Luego, el tema es que la acción va deprisa, muy deprisa, tremendamente deprisa. Ocurren cosas, continuamente, muchas cosas, una detrás de otra, casi sin tiempo a asimilarlas. Y todas ellas, ya sean batallas, lances amorosos o reparaciones náuticas, se nos cuentan con el mismo estilo, dándolas la misma importancia y empleando el mismo número de palabras. De este modo, no se puede decir que los momentos de peligro, que son muchos, sean muy emocionantes, porque se cuentan con el mismo desapego que el resto de la narración, aunque tampoco es que Wolfe sea un narrador de acción y suspense. Su prosa brilla sin embargo en los momentos calmos, en la descripción de una isla, una noche, la navegación, o incluso cuando habla de religión. No soy creyente ni comparto las ideas de Wolfe, que en ocasiones parecen algo reaccionarias, pero hay que decir que las expresa muy bien.

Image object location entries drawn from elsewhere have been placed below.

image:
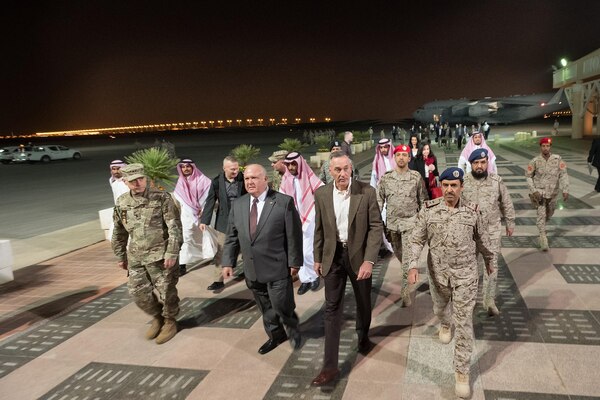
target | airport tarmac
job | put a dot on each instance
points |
(68, 328)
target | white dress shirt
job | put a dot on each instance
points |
(341, 207)
(260, 204)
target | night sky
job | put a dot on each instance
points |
(92, 64)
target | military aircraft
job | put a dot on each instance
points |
(500, 110)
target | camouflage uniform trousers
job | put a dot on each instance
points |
(148, 281)
(490, 282)
(401, 247)
(460, 314)
(545, 211)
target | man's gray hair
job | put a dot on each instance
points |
(230, 159)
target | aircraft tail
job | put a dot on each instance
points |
(557, 97)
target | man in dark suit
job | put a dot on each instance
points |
(348, 233)
(225, 187)
(265, 226)
(594, 160)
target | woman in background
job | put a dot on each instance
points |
(426, 164)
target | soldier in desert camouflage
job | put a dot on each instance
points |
(151, 220)
(487, 190)
(402, 191)
(455, 231)
(546, 176)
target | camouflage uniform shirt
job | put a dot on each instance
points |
(491, 195)
(152, 222)
(403, 194)
(454, 235)
(547, 176)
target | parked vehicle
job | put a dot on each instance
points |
(45, 153)
(7, 154)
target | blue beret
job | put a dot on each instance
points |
(452, 174)
(478, 154)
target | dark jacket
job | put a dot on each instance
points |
(218, 192)
(277, 245)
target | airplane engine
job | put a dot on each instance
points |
(480, 110)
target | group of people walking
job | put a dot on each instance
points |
(331, 228)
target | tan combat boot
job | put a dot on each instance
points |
(543, 242)
(154, 329)
(462, 388)
(406, 300)
(445, 334)
(167, 332)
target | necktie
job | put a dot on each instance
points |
(253, 218)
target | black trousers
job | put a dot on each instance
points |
(275, 301)
(335, 284)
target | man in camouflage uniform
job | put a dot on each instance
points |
(279, 168)
(546, 175)
(151, 220)
(403, 192)
(455, 231)
(489, 192)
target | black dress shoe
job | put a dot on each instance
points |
(271, 344)
(325, 377)
(314, 285)
(295, 339)
(216, 286)
(303, 288)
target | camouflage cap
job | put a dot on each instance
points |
(278, 155)
(133, 172)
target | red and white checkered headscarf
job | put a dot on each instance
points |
(378, 162)
(116, 163)
(308, 183)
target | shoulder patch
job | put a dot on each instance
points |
(432, 203)
(471, 205)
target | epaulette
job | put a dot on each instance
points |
(434, 202)
(471, 205)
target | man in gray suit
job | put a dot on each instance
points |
(348, 234)
(264, 225)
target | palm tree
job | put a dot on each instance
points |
(158, 163)
(244, 153)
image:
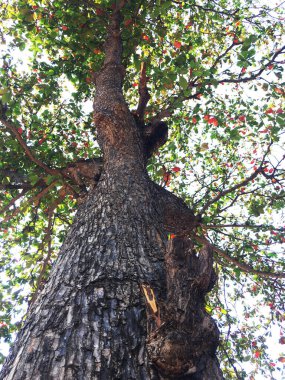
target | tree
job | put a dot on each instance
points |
(175, 106)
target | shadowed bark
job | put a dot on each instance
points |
(90, 320)
(184, 342)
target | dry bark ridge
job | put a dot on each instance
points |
(89, 321)
(184, 343)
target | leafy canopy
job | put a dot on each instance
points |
(214, 71)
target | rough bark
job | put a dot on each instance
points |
(182, 344)
(90, 320)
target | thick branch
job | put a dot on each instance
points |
(178, 218)
(258, 73)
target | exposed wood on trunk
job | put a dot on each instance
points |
(184, 344)
(90, 320)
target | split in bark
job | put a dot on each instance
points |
(183, 341)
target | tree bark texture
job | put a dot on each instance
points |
(93, 319)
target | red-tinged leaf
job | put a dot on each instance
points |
(213, 121)
(177, 44)
(278, 90)
(99, 12)
(128, 22)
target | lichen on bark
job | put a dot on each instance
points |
(90, 320)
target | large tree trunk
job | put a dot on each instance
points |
(112, 309)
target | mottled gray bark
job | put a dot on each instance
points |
(91, 319)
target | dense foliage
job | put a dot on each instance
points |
(215, 74)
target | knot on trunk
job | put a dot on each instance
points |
(154, 134)
(187, 337)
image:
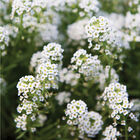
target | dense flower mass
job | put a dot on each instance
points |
(33, 90)
(68, 76)
(74, 111)
(63, 97)
(76, 31)
(83, 7)
(100, 42)
(90, 123)
(103, 36)
(85, 63)
(116, 97)
(53, 52)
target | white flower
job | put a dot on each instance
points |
(63, 97)
(116, 97)
(90, 123)
(85, 63)
(111, 133)
(74, 111)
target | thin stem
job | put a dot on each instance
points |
(126, 133)
(126, 130)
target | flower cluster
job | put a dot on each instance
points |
(68, 77)
(63, 97)
(85, 63)
(102, 36)
(104, 75)
(4, 40)
(82, 7)
(111, 133)
(116, 97)
(76, 31)
(74, 111)
(22, 6)
(33, 91)
(98, 28)
(134, 6)
(53, 52)
(90, 124)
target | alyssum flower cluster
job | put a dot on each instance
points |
(33, 91)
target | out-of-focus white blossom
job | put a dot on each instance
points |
(68, 77)
(85, 63)
(90, 124)
(76, 31)
(63, 97)
(111, 133)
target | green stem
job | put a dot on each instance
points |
(126, 133)
(126, 130)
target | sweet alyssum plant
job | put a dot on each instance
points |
(74, 90)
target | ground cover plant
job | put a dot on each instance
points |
(70, 69)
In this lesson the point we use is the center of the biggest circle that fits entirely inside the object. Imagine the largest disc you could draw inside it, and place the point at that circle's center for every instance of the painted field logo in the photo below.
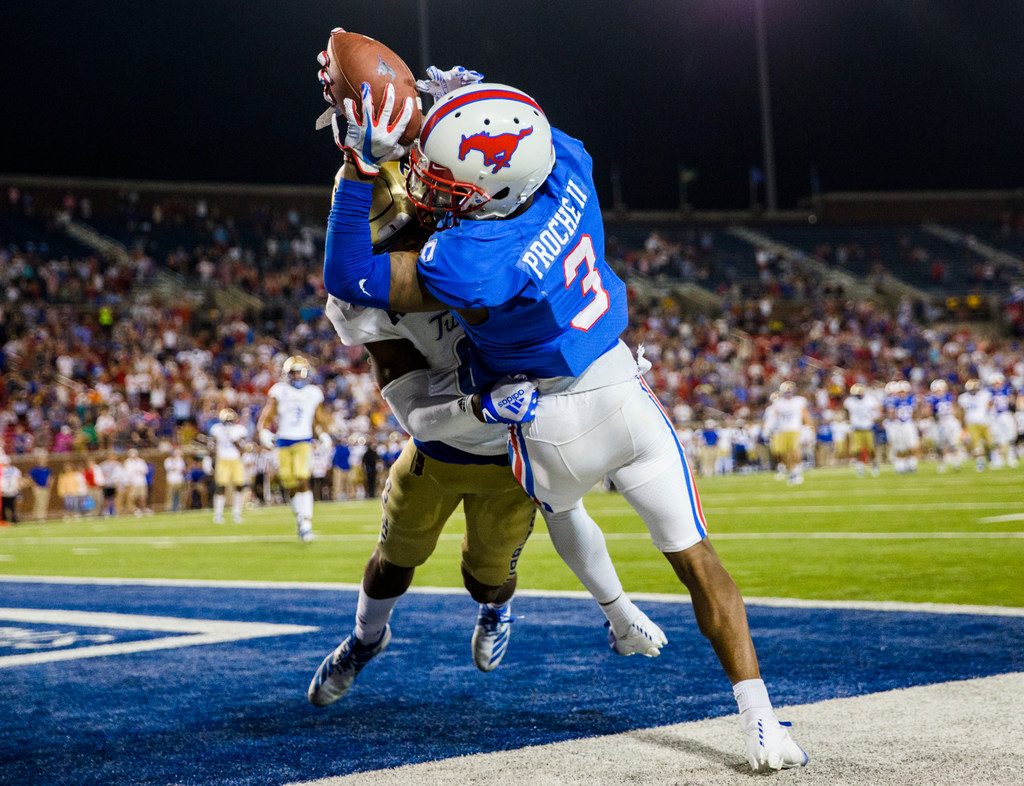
(497, 150)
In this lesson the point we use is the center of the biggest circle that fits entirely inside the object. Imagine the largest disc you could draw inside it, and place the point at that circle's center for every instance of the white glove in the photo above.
(769, 745)
(440, 83)
(511, 400)
(371, 140)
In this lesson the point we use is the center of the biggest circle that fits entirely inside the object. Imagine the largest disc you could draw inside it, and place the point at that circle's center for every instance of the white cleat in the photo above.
(769, 745)
(642, 638)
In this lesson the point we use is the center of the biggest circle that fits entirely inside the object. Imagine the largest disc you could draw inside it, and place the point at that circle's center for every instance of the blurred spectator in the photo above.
(42, 482)
(10, 488)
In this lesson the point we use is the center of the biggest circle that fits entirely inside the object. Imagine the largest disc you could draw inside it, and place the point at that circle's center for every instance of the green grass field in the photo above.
(943, 538)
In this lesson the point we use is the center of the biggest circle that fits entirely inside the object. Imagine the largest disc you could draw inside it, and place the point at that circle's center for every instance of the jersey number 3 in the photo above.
(584, 252)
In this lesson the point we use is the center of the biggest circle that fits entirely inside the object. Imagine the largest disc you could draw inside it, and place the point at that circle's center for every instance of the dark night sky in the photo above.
(877, 94)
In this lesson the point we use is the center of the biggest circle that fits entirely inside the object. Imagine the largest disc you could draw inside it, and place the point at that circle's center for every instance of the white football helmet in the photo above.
(482, 151)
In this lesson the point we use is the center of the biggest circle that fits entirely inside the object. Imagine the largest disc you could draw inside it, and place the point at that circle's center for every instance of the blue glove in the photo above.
(440, 83)
(368, 136)
(511, 400)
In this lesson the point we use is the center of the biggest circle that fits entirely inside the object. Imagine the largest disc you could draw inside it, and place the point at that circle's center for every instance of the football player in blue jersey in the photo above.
(519, 258)
(457, 456)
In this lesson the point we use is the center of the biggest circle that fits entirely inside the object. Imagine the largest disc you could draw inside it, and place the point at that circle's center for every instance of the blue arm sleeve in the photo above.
(351, 271)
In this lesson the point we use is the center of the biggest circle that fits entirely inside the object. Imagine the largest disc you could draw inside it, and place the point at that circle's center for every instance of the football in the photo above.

El desapego al que me refiero puede ser algo intencionado. A fin de cuentas se supone que es la narración del propio Chris, que muy a menudo intenta acabar lo más rápidamente posible lo que escribe. Hay tal vez cause una mala pasada la otra obsesión de Wolfe: el subjetivismo. Habría que preguntarle a Wolfe para saber la realidad, ¿es el precipitado final en el que los acontecimientos de años se agolpan en unas pocas páginas una chapuza impaciente del autor, o ha sacrificado intencionadamente las encorsetadas reglas de la narración para reflejar del modo mas realista posible como sería la obra de alguien que tiene que poner por escrito todos esos largos años en menos del tiempo que necesita para coger un avión? Eso, nunca lo sabremos.

Por lo demás, el final contiene un bucle temporal bastante bien traído que encaja con todo lo visto anteriormente.

!Ah!, las ilustraciones del comienzo de cada capítulo son muy bonitas y encajan muy bien con la historía y la época.